I have attached an illustration of the internal bra from one of the articles.
Lel
I believe it was one episode of Botched! that they described how a internal bra for very heavy breasts would be anchored in the 1st rib and anterior shoulder. When you examine early pictures/video of Beshine, you can see the 4 braided suture lines raised under the skin, precisely where the surgeons on the Botched show indicated they would be, and when she leaned forward, you can see them move with her breast movement. To this day, the right medial remains quite evident, though the others have disappeared as her breast size increased. You can view it as a sling or hammock that gives a permanent bottom support, where all future growth cannot go lower, hence the breasts grows wider, higher, and projects further. It really doesn't take but a simple observation to see the results with Beshine; her once large gapping cleavage, perhaps 8" apart at mid-projection, now has her breasts nearly touching, the tops of her breasts at mid-projection are several inches higher, while the underboob has remained fairly consistent in height, still framing her navel. Of course, she has implants and since the development of the internal bra 15 years ago, it has become increasingly recommended for larger implants to prevent migration, muscle tears, and avoid revisions.
The internal bra for natural breasts involves using a silicone sling as opposed to the expensive pigskin lattice, which drops the price by half. The one article mentions the surgeon that first used it in London, though the company is based in another country, in 2014 and the website included dozens of physicians throughout Europe that were using it as of last year. It mentioned that the product was still under review in the US. I could not glean the rationale for needing a different sling composition for natural breasts versus implanted breasts, which can use either pigskin or silk lattice.
Insertion can be done at the time of implant insertion using the under breast incision. With natural breasts, it is performed at the areola and it is my understanding that if the areola is desired to be lifted, or if there is just too much stretched tissue, a actual breast lift would be performed in conjunction to the bra. Though I read all the information provided, it made no mention regarding future growth, but that can be expected in some cases, so I have to imagine all growth, given a firm foundation, would result in the breast becoming increasingly fuller and projecting further, while mitigating the gradual stretching and droop which would be inevitable.

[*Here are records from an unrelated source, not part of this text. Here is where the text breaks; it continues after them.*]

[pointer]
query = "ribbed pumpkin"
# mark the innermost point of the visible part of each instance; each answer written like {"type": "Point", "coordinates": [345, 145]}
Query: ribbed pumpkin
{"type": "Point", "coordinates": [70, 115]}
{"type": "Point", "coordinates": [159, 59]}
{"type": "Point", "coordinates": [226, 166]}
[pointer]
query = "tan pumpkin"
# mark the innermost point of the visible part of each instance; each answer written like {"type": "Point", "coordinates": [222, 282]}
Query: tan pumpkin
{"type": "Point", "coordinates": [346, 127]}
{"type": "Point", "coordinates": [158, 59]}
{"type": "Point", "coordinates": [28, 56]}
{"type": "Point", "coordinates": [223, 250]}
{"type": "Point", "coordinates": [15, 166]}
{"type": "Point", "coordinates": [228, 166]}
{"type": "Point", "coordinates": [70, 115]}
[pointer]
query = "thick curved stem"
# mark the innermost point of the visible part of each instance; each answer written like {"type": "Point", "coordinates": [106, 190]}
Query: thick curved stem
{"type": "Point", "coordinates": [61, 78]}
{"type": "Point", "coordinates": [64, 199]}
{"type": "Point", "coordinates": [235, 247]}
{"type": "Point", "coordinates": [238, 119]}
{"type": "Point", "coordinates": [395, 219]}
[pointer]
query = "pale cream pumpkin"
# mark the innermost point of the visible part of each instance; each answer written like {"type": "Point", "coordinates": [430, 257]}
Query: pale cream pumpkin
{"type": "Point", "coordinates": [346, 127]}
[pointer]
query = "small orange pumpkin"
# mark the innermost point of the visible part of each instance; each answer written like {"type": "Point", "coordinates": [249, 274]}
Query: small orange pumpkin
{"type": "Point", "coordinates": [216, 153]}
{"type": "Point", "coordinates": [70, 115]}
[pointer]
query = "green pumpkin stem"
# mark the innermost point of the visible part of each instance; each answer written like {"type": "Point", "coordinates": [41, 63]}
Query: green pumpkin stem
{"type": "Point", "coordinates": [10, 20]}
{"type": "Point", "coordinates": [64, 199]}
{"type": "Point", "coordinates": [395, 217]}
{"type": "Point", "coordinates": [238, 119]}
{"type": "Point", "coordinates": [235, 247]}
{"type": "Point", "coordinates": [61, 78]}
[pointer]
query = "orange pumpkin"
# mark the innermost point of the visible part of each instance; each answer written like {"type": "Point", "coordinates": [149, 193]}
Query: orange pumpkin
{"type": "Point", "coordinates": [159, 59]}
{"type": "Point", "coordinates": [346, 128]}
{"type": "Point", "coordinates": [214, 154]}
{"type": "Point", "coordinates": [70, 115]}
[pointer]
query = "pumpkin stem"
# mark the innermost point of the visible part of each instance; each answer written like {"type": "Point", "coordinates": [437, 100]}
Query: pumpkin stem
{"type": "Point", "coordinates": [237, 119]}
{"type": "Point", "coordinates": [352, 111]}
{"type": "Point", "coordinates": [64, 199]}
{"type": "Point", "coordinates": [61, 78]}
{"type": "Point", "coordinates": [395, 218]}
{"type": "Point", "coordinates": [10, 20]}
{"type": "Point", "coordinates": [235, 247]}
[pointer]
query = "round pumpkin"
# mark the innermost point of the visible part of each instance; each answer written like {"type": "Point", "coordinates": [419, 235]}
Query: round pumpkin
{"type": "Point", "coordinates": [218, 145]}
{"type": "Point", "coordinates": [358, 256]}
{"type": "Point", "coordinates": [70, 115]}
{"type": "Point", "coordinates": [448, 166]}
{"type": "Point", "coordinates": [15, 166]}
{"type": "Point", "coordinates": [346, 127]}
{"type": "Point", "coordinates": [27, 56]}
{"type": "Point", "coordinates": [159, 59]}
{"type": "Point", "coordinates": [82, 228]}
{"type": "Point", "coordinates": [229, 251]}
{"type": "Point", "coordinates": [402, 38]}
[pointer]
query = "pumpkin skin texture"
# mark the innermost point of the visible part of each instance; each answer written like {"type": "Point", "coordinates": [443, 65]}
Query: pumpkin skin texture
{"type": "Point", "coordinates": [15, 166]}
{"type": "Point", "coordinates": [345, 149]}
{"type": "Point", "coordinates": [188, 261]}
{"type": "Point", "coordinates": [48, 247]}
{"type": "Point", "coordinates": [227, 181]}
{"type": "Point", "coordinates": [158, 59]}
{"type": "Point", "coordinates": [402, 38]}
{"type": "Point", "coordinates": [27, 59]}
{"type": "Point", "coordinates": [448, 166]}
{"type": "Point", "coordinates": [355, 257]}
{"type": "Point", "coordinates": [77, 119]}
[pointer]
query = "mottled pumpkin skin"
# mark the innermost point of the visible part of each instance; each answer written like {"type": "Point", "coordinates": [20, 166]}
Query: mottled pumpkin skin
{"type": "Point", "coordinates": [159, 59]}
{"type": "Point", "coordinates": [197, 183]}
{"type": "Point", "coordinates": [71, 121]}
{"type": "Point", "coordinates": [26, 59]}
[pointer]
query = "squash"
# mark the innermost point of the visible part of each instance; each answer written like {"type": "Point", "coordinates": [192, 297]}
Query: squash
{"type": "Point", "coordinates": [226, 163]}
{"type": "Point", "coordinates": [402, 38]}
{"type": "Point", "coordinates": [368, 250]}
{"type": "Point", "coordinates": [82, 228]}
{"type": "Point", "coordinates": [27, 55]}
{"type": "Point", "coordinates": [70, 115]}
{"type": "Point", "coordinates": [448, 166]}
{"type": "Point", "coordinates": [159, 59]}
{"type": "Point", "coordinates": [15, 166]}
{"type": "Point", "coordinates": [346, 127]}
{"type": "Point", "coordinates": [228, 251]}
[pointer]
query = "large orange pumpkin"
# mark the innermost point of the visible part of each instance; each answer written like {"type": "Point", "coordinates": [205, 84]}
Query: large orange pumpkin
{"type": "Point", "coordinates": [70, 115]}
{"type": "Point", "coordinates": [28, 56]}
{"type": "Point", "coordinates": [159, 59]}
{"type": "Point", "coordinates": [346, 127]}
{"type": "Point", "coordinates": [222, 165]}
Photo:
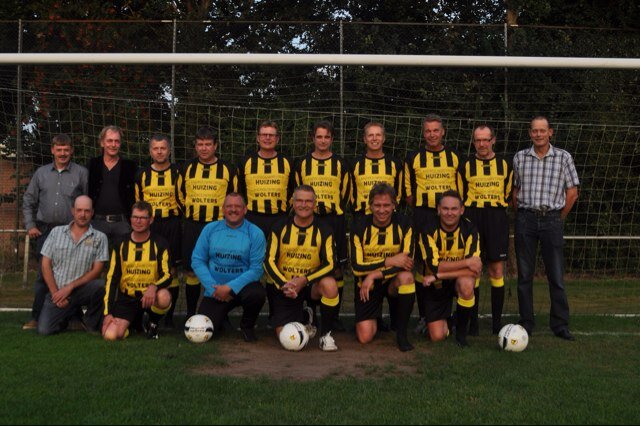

The article says it is not a replacement for the need of a bra, however, indexing patient reviews, this is often a desired outcome; to be able to go braless while having the breast held in place, with quite a few excitedly remarking on that aspect and being able to wear tops that they could not wear before. Most that I have read involved breast sizes D through G when they indicated cup size, but I have to imagine that the procedure could manage any breast size; it is just the location of the braided suture anchors that need be adjusted for heavier breasts (smaller breasts can actually be anchored at the sling rather than hung from above). Of course, small breasts require less support, and they now have a laser procedure to create scar tissue under the skin to essentially do the same thing; obviously, that would not work with heavy breasts.
The one thing that cannot be argued is that the procedure eliminates what nature would dictate; that with age, breasts sag, become less full, and less sexy. You cannot argue with Mother Nature, but you can choose to artificially avoid or decrease her inevitable affects.